The widening perception gap between executives and employees

Executives’ enthusiasm largely stems from the novelty of creating with AI firsthand. Salazar admits that building prototypes himself with AI feels more “productive” than handling approvals and decisions. Recently, he even responded directly to a major financial client’s request by building a demo app from scratch.

At Intuit, product managers and designers are now encouraged to use “vibe coding” to build prototypes within QuickBooks. Balazs says, “At least now, product managers can bring a concrete example to engineers and say, ‘I want something like this.’”

However, Section’s survey shows a significant perception gap.

There’s a huge disconnect between how executives perceive AI’s benefits and how frontline employees experience them. Salazar believes this partly results from employees bearing higher transformation costs when adapting to new tools: “They’re implicitly asked to find time to explore and experiment, but their daily work expectations haven’t been adjusted to free up that time.”

Job security concerns are also real.

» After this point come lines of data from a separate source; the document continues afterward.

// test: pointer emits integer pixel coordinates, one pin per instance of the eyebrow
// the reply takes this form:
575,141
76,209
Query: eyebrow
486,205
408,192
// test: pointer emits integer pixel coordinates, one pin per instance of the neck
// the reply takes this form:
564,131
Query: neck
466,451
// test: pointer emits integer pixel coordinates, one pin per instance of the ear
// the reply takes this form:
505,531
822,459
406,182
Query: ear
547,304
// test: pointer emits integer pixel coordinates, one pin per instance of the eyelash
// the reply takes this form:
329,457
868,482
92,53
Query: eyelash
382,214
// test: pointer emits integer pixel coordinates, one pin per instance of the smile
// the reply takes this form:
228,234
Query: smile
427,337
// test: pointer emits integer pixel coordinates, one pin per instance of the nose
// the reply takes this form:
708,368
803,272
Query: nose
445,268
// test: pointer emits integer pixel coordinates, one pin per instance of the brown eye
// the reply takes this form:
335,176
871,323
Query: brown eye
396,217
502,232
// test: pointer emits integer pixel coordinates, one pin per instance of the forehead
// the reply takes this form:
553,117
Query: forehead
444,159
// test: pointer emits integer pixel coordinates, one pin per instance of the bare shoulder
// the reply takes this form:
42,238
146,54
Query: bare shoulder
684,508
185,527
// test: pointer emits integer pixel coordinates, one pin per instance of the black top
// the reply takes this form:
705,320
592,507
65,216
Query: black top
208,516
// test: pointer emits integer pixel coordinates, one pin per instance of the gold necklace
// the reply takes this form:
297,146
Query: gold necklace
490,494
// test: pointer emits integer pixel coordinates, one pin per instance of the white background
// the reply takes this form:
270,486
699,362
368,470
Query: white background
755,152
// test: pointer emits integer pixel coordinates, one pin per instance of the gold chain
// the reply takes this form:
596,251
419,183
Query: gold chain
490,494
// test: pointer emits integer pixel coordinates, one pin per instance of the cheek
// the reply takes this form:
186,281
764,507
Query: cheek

Salazar admits he planned to switch to a third-party web service provider, but now the marketing team can update the company’s website using AI tools, so the outsourcing expense was cut.

“Task expansion” and false prosperity—the other side of the efficiency myth

Berkeley researchers call this phenomenon “task expansion”: when non-technical colleagues start generating code with AI, engineers have to spend time cleaning up these semi-finished products, increasing their workload. Balazs admits this is reshaping the once-clear division of roles, leading to more “hybrid” roles and complicating collaboration.

The deeper issue is whether this wave of construction is creating valuable things or merely producing more stuff.

Analysts warn that if this AI-driven productivity obsession isn’t restrained, it could lead to a proliferation of “busyware”—sites with trivial updates, custom dashboards for a single user, half-finished prototypes abandoned by marketing—ultimately all handed over to engineers. While each seems justified in the moment, most will end up as discarded code.

Balazs states that, measured by code production and delivery speed, the productivity of company engineers has increased by about 30%. But in this increasingly “one-time” coding future, the real efficiency gain may lie in answering a different question: what should never have been built in the first place.